1.Discipline isn't effective unless it hurts somehow, even a little bit.
2.Rather than confront my child, I give him or her a lot of space.
3.I don't expect a lot from my child so I overlook a lot of things.
4.I trust my child to make the right decisions.
5.Parenting is like a war, if parents lose, everyone loses.
6.Given the right environment, children can pretty much raise themselves.
7.The parent's role is similar to that of a teacher.
8.Children make mistakes and mistakes are okay.
9.I have to stay on top of my child in order to get things done right.
10.A parent's job is to always make the child happy.
11.Children can learn without punishment or consequences.
12.Punishment or consequences are sometimes necessary.
13.Children have to learn that the parent is the boss.
14.I allow my child to set his or her own bedtime (or curfew).

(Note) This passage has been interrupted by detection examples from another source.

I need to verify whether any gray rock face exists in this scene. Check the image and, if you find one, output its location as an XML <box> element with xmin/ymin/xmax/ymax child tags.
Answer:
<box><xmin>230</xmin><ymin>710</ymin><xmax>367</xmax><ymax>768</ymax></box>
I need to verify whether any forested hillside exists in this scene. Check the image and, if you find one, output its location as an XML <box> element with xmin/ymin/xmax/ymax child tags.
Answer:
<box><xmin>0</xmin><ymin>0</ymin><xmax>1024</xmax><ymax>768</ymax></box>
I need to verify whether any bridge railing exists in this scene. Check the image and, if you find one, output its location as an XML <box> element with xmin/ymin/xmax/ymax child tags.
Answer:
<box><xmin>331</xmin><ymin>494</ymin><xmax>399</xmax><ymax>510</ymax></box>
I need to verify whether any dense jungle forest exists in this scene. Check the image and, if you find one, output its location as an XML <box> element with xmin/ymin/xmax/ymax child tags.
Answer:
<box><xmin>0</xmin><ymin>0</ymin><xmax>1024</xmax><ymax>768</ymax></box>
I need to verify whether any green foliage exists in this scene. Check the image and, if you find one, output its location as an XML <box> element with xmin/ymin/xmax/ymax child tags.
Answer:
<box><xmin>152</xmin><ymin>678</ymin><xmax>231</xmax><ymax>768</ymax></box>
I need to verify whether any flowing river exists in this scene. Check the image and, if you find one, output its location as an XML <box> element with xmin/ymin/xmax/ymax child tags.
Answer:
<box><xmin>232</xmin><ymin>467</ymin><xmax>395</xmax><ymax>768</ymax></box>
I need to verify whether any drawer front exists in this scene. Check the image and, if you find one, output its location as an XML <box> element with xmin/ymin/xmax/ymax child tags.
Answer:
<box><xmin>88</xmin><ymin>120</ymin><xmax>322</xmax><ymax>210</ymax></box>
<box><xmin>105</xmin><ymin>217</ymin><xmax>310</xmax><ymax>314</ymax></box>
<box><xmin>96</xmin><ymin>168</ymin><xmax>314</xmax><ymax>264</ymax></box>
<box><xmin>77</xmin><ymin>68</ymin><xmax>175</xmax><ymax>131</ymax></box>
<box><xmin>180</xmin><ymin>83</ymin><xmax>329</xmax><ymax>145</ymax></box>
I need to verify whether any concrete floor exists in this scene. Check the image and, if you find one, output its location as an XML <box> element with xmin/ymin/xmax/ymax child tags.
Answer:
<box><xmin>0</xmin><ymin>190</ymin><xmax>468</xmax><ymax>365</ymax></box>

15.I would take an active role in my child's school, but factors in my life makes this difficult to do.
16.Parenting is a noble responsibility.
17.My child often makes me angry and I will raise my voice and yell when addressing him or her.
18.My child has no regularly-scheduled chores around the house, but pitches in occasionally.
19.My child has always been able to be up and out in the morning without any help or input from me.
20.Each child is a unique individual and must be treated accordingly.
21."Do it my way," is my parenting philosophy.
22.As a parent, I have trouble getting organized.
23.When my child misbehaves, she or he should already know the consequences.
24.I am usually aware of my child's feelings.
25.I give my child very specific instructions as to how things should be done.
26.I wish my child wouldn't interrupt so often.
27.My child can solve his or her problems without my help.
28.I respect my child's wishes, even though I may disagree with them.